Collinson Construction is aiming to hand over the refurbished Voreda House in Penrith to the council by the end of this year.

Voreda House was formerly an NHS building and was purchased by Eden Council in July 2020 for £1m.

Eden Council wants to transform it into a new headquarters, providing one location for staff to work from. Currently, staff are working in two locations: Town Hall and Mansion House, both of which the council has described as “outdated”.

The council hopes the Voreda House offices will go on to host the Westmorland and Furness unitary authority when the local authority is created in April 2023. The future location for the unitary authority’s headquarters has not been announced.

A council report from October showed the council had allocated £4.13m for the refurbishment, which will see Voreda House retrofitted to Passivhaus design standards and thus being net zero in operation. The government awarded the council £856,000 to assist with the sustainability efforts.

Part of the work includes removing existing cladding, a process that will begin in April.
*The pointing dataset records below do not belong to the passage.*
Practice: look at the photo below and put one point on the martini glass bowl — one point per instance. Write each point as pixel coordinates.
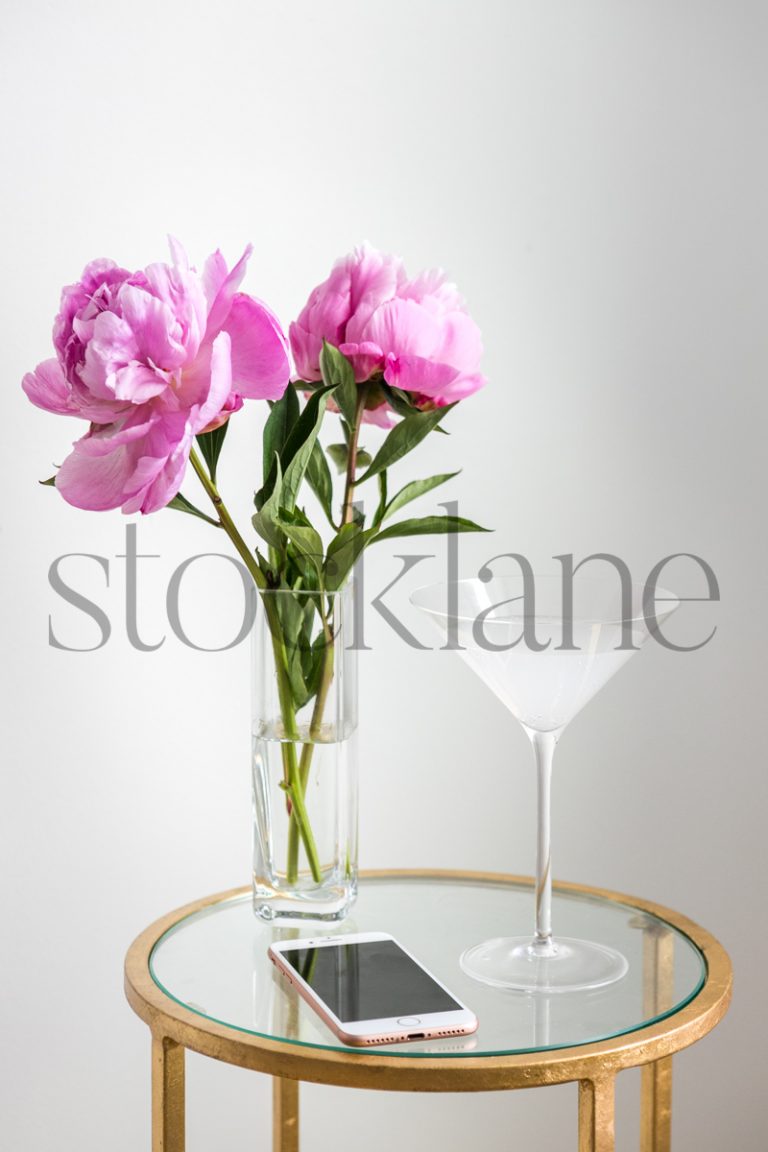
(545, 646)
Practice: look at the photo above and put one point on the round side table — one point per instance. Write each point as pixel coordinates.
(200, 979)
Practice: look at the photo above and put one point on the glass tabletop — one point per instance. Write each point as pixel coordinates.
(214, 962)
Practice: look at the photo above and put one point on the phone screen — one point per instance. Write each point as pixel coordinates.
(373, 979)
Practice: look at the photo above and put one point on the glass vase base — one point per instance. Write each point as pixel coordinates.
(562, 965)
(278, 907)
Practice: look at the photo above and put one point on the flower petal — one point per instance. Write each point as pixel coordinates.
(260, 368)
(47, 388)
(417, 373)
(156, 327)
(220, 287)
(220, 380)
(96, 483)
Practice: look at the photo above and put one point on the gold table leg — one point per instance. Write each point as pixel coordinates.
(597, 1103)
(656, 1078)
(167, 1096)
(284, 1115)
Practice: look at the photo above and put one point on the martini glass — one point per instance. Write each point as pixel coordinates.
(544, 646)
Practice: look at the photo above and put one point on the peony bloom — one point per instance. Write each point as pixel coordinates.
(152, 358)
(415, 333)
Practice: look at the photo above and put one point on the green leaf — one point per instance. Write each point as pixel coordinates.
(306, 542)
(299, 446)
(342, 553)
(415, 490)
(340, 454)
(181, 503)
(211, 445)
(404, 438)
(427, 525)
(280, 422)
(340, 374)
(318, 477)
(398, 401)
(337, 452)
(266, 521)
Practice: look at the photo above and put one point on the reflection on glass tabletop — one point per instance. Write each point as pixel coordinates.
(214, 963)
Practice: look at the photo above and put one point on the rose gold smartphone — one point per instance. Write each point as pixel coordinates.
(370, 990)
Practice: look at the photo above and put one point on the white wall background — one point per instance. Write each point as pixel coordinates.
(593, 174)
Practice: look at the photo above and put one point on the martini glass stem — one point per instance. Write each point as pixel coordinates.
(544, 747)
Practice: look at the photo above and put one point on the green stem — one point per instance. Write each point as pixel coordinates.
(308, 750)
(326, 675)
(291, 778)
(351, 459)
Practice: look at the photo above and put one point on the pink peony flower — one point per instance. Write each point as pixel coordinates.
(152, 358)
(416, 333)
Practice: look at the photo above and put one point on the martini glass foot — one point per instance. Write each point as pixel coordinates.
(561, 965)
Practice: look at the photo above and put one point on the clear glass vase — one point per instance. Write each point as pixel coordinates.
(304, 755)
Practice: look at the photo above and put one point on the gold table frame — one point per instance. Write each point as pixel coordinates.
(592, 1066)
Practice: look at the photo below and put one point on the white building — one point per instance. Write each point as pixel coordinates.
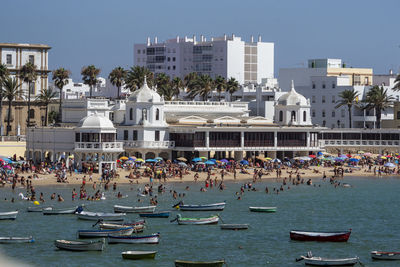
(14, 56)
(227, 56)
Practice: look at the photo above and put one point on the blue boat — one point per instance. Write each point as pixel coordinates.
(160, 214)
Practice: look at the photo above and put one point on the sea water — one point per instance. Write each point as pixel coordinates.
(370, 208)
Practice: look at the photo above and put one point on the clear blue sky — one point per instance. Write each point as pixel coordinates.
(364, 33)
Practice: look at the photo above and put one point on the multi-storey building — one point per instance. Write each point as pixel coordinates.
(227, 56)
(14, 56)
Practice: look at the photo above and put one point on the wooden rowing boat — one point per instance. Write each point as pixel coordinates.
(160, 214)
(138, 255)
(263, 209)
(105, 232)
(95, 216)
(340, 236)
(385, 255)
(80, 245)
(126, 209)
(147, 239)
(12, 240)
(197, 221)
(181, 263)
(234, 226)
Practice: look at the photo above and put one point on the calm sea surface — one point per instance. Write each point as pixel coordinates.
(370, 208)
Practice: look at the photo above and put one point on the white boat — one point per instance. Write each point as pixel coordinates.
(8, 240)
(95, 216)
(126, 209)
(53, 211)
(147, 239)
(385, 255)
(105, 232)
(9, 215)
(80, 245)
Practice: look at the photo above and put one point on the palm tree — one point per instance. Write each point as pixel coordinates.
(4, 73)
(202, 86)
(349, 98)
(60, 78)
(89, 76)
(177, 85)
(28, 74)
(378, 99)
(117, 78)
(220, 85)
(11, 91)
(232, 86)
(45, 97)
(135, 77)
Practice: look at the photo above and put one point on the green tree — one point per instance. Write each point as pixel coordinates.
(45, 97)
(377, 98)
(11, 91)
(232, 86)
(135, 78)
(349, 99)
(28, 74)
(220, 85)
(60, 78)
(202, 86)
(117, 78)
(89, 76)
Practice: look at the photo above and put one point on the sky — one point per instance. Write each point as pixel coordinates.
(364, 33)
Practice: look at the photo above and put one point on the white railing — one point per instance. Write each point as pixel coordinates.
(99, 146)
(149, 144)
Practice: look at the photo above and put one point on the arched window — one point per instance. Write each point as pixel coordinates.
(293, 116)
(157, 114)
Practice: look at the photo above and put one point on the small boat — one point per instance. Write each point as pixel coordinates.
(127, 209)
(180, 263)
(263, 209)
(80, 245)
(234, 226)
(384, 255)
(95, 216)
(160, 214)
(146, 239)
(206, 207)
(138, 255)
(197, 221)
(8, 240)
(8, 215)
(52, 211)
(105, 232)
(340, 236)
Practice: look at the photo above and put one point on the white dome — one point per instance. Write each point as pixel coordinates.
(95, 121)
(145, 94)
(293, 98)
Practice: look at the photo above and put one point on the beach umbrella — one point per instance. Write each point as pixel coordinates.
(244, 162)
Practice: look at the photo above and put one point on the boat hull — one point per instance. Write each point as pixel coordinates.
(80, 245)
(320, 236)
(138, 255)
(180, 263)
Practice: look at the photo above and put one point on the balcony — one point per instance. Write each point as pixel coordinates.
(149, 144)
(99, 146)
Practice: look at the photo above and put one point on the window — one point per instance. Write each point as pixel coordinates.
(32, 59)
(157, 114)
(9, 59)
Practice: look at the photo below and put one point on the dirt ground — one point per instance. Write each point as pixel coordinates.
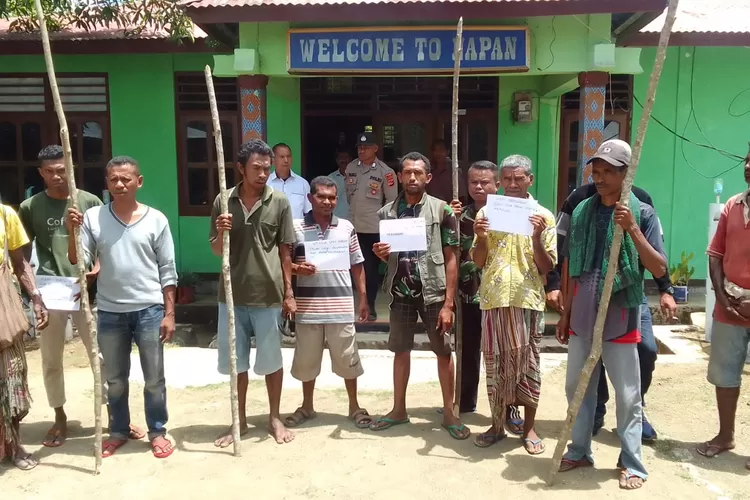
(331, 459)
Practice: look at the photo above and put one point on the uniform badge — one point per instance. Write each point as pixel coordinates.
(390, 179)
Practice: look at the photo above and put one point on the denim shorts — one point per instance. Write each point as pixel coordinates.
(263, 323)
(728, 353)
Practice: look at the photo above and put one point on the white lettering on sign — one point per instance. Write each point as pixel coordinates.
(332, 50)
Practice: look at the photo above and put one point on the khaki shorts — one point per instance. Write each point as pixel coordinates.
(342, 346)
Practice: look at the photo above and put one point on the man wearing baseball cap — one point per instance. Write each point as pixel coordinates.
(370, 184)
(587, 250)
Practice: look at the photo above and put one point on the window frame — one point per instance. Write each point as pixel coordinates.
(182, 119)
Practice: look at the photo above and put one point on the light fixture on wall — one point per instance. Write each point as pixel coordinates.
(522, 108)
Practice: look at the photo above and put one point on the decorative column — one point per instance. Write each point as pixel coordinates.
(590, 120)
(253, 99)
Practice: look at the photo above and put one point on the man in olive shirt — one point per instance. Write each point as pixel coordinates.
(260, 258)
(43, 217)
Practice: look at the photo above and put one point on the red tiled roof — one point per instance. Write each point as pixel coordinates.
(259, 3)
(75, 34)
(707, 16)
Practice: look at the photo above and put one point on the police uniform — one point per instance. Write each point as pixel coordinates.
(368, 188)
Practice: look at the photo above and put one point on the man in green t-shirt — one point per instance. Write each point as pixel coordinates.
(43, 218)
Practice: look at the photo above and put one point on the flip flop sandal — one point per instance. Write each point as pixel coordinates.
(706, 449)
(362, 419)
(568, 465)
(26, 462)
(533, 442)
(54, 438)
(299, 417)
(377, 425)
(487, 439)
(514, 426)
(459, 432)
(162, 451)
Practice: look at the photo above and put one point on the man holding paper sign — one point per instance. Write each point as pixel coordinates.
(325, 248)
(512, 300)
(421, 283)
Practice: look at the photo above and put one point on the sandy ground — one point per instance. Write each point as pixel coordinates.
(331, 459)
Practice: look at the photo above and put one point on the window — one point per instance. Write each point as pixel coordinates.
(28, 122)
(198, 164)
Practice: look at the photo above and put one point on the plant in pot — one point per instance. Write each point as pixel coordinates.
(186, 287)
(680, 275)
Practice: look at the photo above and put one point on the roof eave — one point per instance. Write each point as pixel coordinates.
(439, 11)
(688, 39)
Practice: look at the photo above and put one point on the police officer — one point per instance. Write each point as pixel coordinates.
(370, 184)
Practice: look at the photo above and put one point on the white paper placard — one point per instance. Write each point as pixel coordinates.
(59, 293)
(510, 215)
(404, 235)
(328, 255)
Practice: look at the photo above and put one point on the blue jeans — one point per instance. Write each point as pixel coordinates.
(622, 362)
(647, 354)
(117, 331)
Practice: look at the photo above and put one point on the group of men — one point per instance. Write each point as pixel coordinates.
(503, 280)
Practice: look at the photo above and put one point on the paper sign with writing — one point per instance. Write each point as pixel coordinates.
(404, 235)
(59, 293)
(328, 255)
(510, 215)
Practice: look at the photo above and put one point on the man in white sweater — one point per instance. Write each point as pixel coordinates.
(135, 298)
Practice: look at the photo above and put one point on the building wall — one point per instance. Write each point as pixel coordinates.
(142, 118)
(680, 175)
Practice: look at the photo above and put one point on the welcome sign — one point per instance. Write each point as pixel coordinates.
(401, 50)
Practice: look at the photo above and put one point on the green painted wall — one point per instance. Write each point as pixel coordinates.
(142, 120)
(680, 175)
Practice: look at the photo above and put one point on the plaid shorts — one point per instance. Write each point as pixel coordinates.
(403, 325)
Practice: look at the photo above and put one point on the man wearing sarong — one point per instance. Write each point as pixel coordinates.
(512, 300)
(15, 400)
(587, 249)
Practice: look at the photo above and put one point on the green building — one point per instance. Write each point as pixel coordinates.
(550, 80)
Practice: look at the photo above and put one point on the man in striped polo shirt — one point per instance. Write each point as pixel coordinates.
(325, 306)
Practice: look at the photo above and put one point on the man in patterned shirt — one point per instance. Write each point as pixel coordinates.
(512, 300)
(483, 180)
(421, 283)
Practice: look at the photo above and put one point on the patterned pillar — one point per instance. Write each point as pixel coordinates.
(253, 99)
(591, 120)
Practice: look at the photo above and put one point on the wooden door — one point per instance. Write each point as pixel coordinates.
(616, 126)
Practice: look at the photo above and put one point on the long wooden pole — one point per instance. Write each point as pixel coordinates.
(596, 347)
(80, 266)
(225, 269)
(457, 52)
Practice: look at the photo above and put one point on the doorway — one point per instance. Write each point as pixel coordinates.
(405, 113)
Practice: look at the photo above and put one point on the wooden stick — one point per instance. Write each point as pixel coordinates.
(596, 347)
(81, 266)
(225, 269)
(457, 52)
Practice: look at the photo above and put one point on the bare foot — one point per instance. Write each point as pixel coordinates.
(226, 439)
(279, 432)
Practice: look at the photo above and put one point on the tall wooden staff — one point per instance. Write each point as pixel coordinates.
(225, 270)
(81, 266)
(457, 51)
(596, 347)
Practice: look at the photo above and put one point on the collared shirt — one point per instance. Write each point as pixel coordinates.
(469, 275)
(326, 296)
(342, 204)
(255, 238)
(510, 277)
(368, 189)
(731, 244)
(296, 189)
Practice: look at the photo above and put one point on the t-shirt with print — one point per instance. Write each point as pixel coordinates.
(326, 296)
(622, 323)
(406, 281)
(11, 231)
(43, 218)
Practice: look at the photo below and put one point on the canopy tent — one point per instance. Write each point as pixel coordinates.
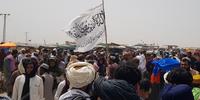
(8, 45)
(166, 64)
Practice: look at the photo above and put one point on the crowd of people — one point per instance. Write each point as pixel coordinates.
(59, 74)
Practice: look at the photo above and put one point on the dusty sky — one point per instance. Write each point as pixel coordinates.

Other work includes improvements to the roof, replacing windows and installing new mechanical and electrical systems.

“As well as helping the local authority to deliver services more efficiently from a single site, this project will give an outdated building a new lease of life and a bright, low-carbon future,” said Collinson Construction managing director Robert Duxbury.

Eden Council Leader Virginia Taylor praised the plans.

“I’m delighted that the long-held aim of Eden District Council for a single site is now a reality,” she said.

“All the more so because, firstly Penrith can offer state of the art facilities to house increased local government jobs and services – just in time for the new unitary authority, and secondly because the building will lead the way in reducing carbon emissions.”

The project team for the Voreda House revamp includes 2030 Architects, Baker Mallett and Greengauge.

“We are very pleased to have contributed to the collaborative team effort which has taken this challenging, but unique net zero carbon project from an initial concept through to a start on site,” said 2030 Architects director Rob Hughes. “We hope many more commercial buildings can aspire to achieving net zero carbon operation and use Passivhaus as the design process to inform any refurbishment.”

Baker Mallett surveyor Stephen Jackson said: “Baker Mallett is delighted to provide quantity surveying and project management services for the Voreda House project to ensure the efficient and cost-effective delivery of this unique net zero carbon initiative for Eden District Council.”